Son las doce de la madrugada y salgo del auto. La ciudad de Guatemala es un frío enjambre de vientos que corren de este a oeste. Enciendo la vela al entrar a la casa -ese extraño aroma a mecha virgen se desprende-. Me siento sobre la cama, la luz corre pareja pero solo alcanza ciertos bordes, solo veo la mitad de las cosas, sus sombras son un universo paralelo a la realidad de ellas mismas, un universo desconocido pero "claramente" imaginable, por lo menos cierta secuencia de puntos. Apago la candela -se suelta ese olor a fuego terminado-. No dejo de pensar en lo que escribiste. Ensueño:
Mis pies tienen esas calcetas grises, zapatos chatos de cincho atravesado, mi piel también empolvada. Corro hacia el patio trasero, el sol se está apagando mojado entre esos matorrales. Me acerco a la flor amarilla que se abre por las noches y no sé si esperaba la flor o a la noche: si la noche se abría por la flor, si la flor y la noche son lo mismo.
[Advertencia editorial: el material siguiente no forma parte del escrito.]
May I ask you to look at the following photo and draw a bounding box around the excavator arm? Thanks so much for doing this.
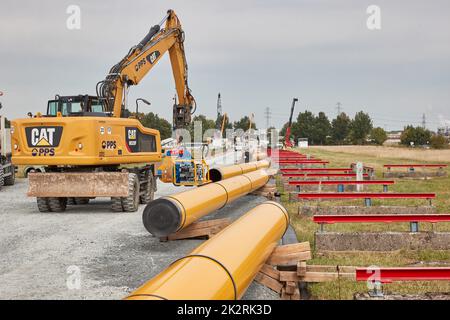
[97,10,195,129]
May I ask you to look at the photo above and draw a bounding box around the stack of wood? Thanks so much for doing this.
[255,242,356,300]
[255,242,311,300]
[160,219,231,241]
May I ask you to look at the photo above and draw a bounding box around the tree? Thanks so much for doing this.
[139,112,172,140]
[189,114,216,139]
[313,112,331,145]
[233,116,256,132]
[216,115,233,132]
[350,111,373,144]
[370,127,387,146]
[331,112,352,144]
[430,134,448,149]
[400,125,431,146]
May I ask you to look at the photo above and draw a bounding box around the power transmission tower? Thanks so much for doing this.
[264,107,271,129]
[217,92,222,119]
[336,102,342,115]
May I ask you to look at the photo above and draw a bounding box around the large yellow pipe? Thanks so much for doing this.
[142,169,269,237]
[209,160,270,182]
[127,201,289,300]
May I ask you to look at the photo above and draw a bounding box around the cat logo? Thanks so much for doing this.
[128,129,136,140]
[25,127,62,148]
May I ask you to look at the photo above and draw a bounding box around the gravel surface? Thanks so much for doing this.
[0,179,278,299]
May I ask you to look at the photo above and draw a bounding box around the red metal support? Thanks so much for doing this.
[283,173,369,178]
[313,214,450,224]
[298,192,436,199]
[356,267,450,283]
[280,168,353,173]
[275,159,330,164]
[384,164,447,168]
[289,180,395,186]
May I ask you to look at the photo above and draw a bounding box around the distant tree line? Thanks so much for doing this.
[400,125,449,149]
[280,111,387,145]
[135,110,449,149]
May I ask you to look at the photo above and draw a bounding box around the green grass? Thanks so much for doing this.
[277,148,450,299]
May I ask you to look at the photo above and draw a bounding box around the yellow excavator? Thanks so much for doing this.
[11,10,209,212]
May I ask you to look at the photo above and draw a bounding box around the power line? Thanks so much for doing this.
[217,92,222,119]
[264,107,271,129]
[336,102,342,115]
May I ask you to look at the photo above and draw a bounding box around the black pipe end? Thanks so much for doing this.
[142,198,182,237]
[209,168,222,182]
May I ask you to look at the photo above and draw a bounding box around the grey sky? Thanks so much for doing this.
[0,0,450,129]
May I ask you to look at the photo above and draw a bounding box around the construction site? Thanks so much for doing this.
[0,1,450,304]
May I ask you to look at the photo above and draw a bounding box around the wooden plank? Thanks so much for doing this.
[272,241,311,254]
[306,265,356,273]
[266,251,311,266]
[285,281,298,294]
[297,261,307,277]
[259,264,280,281]
[167,219,231,241]
[280,271,356,282]
[299,271,356,282]
[183,218,231,230]
[255,272,283,293]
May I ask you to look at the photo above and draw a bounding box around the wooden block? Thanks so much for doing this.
[300,271,356,282]
[272,241,311,254]
[306,265,356,273]
[255,272,283,293]
[291,288,300,300]
[280,271,300,282]
[259,264,280,281]
[164,219,231,241]
[285,281,298,294]
[297,261,306,277]
[266,251,311,266]
[280,271,356,282]
[281,288,291,300]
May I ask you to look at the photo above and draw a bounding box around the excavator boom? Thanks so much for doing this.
[97,10,195,129]
[284,98,298,148]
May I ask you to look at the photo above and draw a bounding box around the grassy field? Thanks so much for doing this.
[282,146,450,299]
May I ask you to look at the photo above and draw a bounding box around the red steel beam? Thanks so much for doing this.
[384,164,447,168]
[298,192,436,199]
[350,162,374,170]
[313,214,450,224]
[280,168,353,173]
[356,267,450,283]
[283,173,369,178]
[275,159,330,164]
[289,180,395,186]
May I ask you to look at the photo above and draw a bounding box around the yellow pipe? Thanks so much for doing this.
[142,169,269,237]
[209,160,270,182]
[126,201,289,300]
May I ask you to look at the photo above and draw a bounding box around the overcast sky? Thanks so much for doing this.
[0,0,450,130]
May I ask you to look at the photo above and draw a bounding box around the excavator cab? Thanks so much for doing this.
[47,95,111,117]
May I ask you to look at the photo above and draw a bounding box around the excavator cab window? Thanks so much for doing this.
[47,95,109,117]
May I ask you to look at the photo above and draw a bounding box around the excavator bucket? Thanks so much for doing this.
[28,172,128,197]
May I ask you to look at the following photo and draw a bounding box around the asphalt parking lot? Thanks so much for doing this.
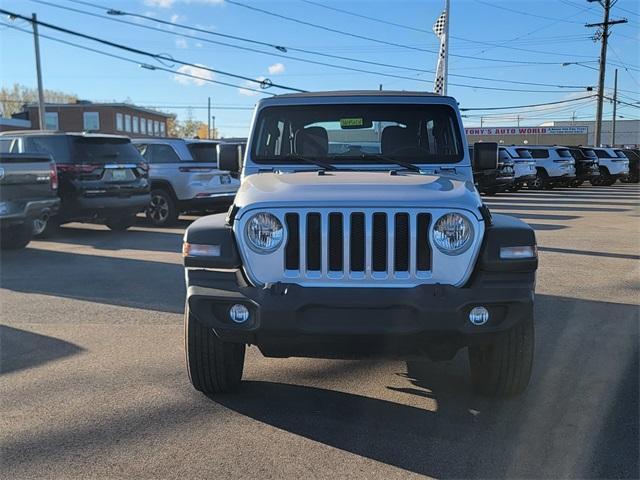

En el centro la flor está totalmente oscura y se devora a la niña que estoy soñando, la niña se adentra en la flor y ve emerger estrellas, ve el polen regado en lo nocturno. Un gran asombro se va formando y quiere reventar entre su pecho. Ella no sabe que siempre regresará allí desde otras vías, otras noches vías, otros estambres, otros años vías, desde otras mujeres, otras gentes, veinte años después.
Enciendo la vela, quiero saber si existo, si esto soy verdaderamente yo, pero no sé si después de conocerte podré ser solo yo o tendré sin saberlo una parte tuya a la que jamás sabrás que pertenezco.